# **Data Collection Notebook**

## Objectives

* Fetch data from Kaggle and save it as raw data.
* Inspect data and save it under outputs/datasets/collection.
* Assess the need for data cleaning based on inital inspection.

## Inputs

* Kaggle JSON file - this is the authentication token required to access the Kaggle dataset.

## Outputs

* Generate dataset: outputs/datasets/collection/house_prices_records.csv




## Kernel Selection

Please use a Python 3.8.12 kernel to run this notebook.

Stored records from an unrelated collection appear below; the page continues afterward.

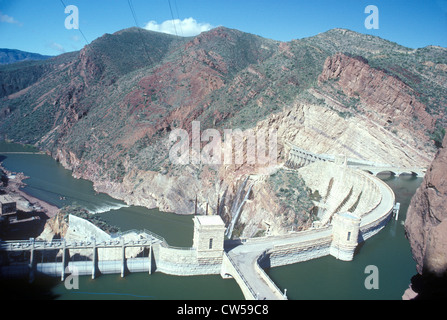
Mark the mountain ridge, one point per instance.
(106, 112)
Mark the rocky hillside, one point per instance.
(426, 229)
(106, 112)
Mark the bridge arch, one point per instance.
(391, 172)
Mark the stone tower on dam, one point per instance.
(345, 234)
(209, 234)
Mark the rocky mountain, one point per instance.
(106, 112)
(8, 56)
(426, 229)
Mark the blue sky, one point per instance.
(39, 26)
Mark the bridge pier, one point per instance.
(123, 260)
(94, 260)
(150, 258)
(64, 253)
(32, 263)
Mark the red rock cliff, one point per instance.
(426, 226)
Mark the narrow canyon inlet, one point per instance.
(192, 160)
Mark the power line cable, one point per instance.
(82, 33)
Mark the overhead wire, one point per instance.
(78, 27)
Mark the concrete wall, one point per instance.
(298, 252)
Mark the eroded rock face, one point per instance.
(426, 226)
(426, 222)
(383, 92)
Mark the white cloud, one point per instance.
(56, 46)
(186, 28)
(8, 19)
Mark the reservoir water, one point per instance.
(324, 278)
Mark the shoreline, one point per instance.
(34, 204)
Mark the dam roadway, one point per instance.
(246, 255)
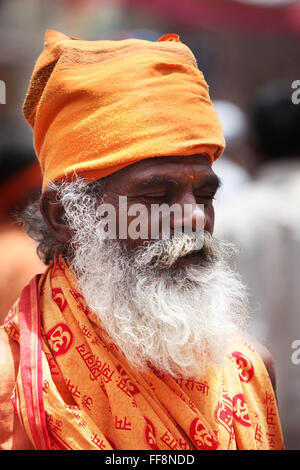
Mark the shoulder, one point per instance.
(12, 435)
(265, 356)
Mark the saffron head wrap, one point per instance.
(98, 106)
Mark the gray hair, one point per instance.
(73, 194)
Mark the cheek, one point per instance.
(209, 218)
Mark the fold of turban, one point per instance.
(99, 106)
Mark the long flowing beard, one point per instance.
(177, 320)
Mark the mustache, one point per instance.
(164, 253)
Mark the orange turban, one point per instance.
(99, 106)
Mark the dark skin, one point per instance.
(161, 180)
(172, 179)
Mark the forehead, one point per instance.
(194, 167)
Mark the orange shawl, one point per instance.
(75, 390)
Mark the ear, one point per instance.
(52, 211)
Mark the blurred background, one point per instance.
(249, 52)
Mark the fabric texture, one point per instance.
(75, 390)
(98, 106)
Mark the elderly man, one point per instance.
(132, 338)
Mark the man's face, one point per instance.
(181, 181)
(160, 302)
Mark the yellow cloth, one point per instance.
(93, 399)
(98, 106)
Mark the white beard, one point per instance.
(177, 320)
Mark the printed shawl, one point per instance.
(75, 390)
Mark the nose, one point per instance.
(190, 217)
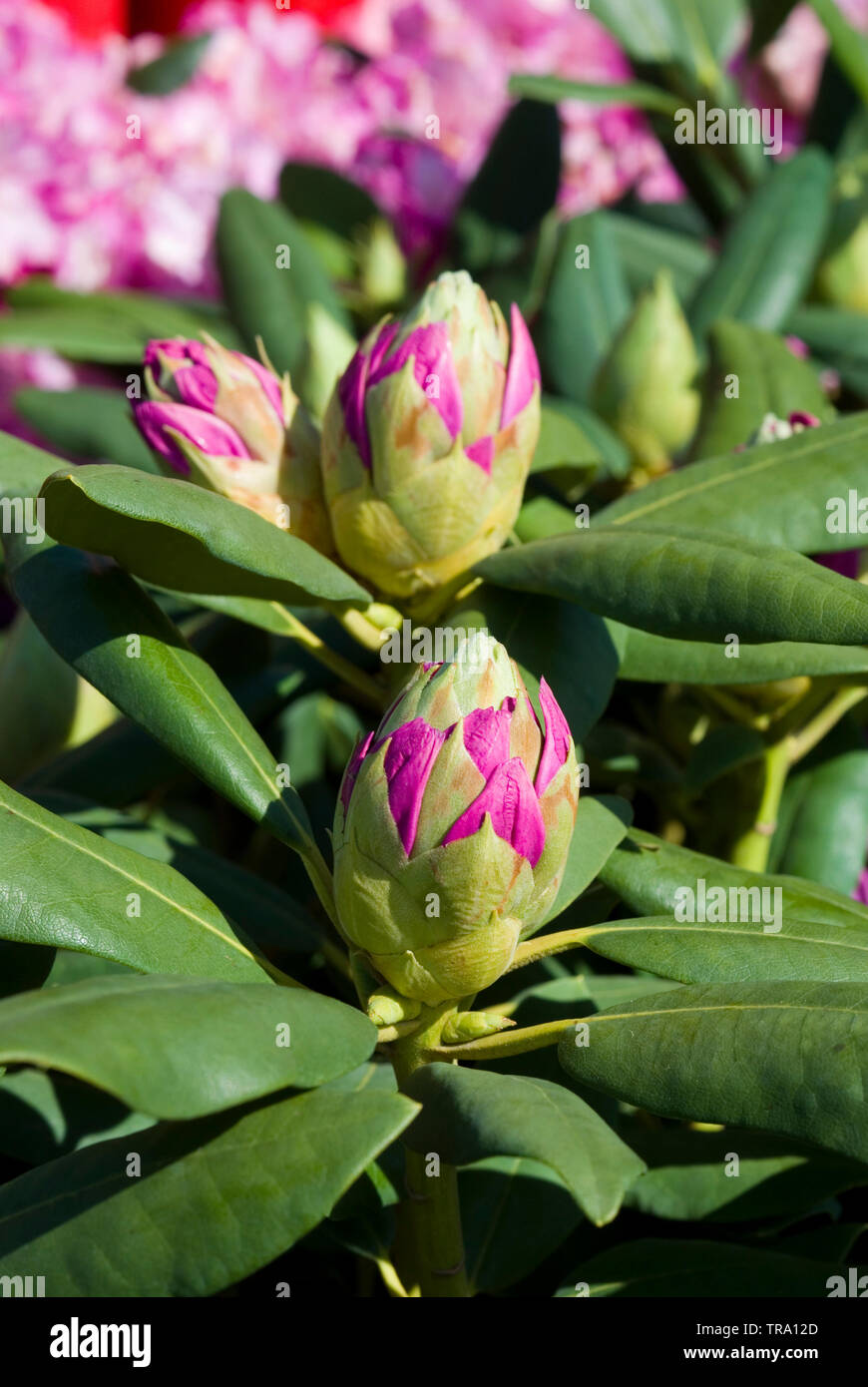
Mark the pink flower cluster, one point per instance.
(103, 186)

This application has been developed in a local workspace using Python 3.8.12. If you use a different version of Python to run this notebook, some of the required dependencies may not function correctly.

---

## Install Python Packages in the Notebooks

In [2]:
%pip install -r /workspace/CI-PP5-Peter-Regan-Heritage-Housing-Project/requirements.txt

Collecting altair==4.2.2
  Using cached altair-4.2.2-py3-none-any.whl (813 kB)
Collecting astor==0.8.1
  Using cached astor-0.8.1-py2.py3-none-any.whl (27 kB)
Collecting attrs==23.1.0
  Using cached attrs-23.1.0-py3-none-any.whl (61 kB)
Collecting backports.zoneinfo==0.2.1
  Using cached backports.zoneinfo-0.2.1-cp38-cp38-manylinux1_x86_64.whl (74 kB)
Collecting base58==2.1.1
  Using cached base58-2.1.1-py3-none-any.whl (5.6 kB)
Collecting blinker==1.6.2
  Using cached blinker-1.6.2-py3-none-any.whl (13 kB)
Collecting cachetools==5.3.1
  Using cached cachetools-5.3.1-py3-none-any.whl (9.3 kB)
Collecting certifi==2023.7.22
  Using cached certifi-2023.7.22-py3-none-any.whl (158 kB)
Collecting charset-normalizer==3.2.0
  Using cached charset_normalizer-3.2.0-cp38-cp38-manylinux_2_17_x86_64.manylinux2014_x86_64.whl (199 kB)
Collecting click==7.1.2
  Using cached click-7.1.2-py2.py3-none-any.whl (82 kB)
Collecting cycler==0.11.0
  Using cached cycler-0.11.0-py3-none-any.whl (6.4 kB)
Collect

# Change working directory

We need to change the working directory from its current folder to its parent folder
* We access the current directory with os.getcwd()

In [3]:
import os
current_dir = os.getcwd()
current_dir

'/workspace/CI-PP5-Peter-Regan-Heritage-Housing-Project/jupyter_notebooks'

We want to make the parent of the current directory the new current directory
* os.path.dirname() gets the parent directory
* os.chir() defines the new current directory

In [4]:
os.chdir(os.path.dirname(current_dir))
print("You set a new current directory")

You set a new current directory


Confirm the new current directory

In [5]:
current_dir = os.getcwd()
current_dir

'/workspace/CI-PP5-Peter-Regan-Heritage-Housing-Project'

# Fetch Data from Kaggle

Install Kaggle package to collect data from Kaggle.

In [6]:
%pip install kaggle==1.5.12

Collecting kaggle==1.5.12
  Downloading kaggle-1.5.12.tar.gz (58 kB)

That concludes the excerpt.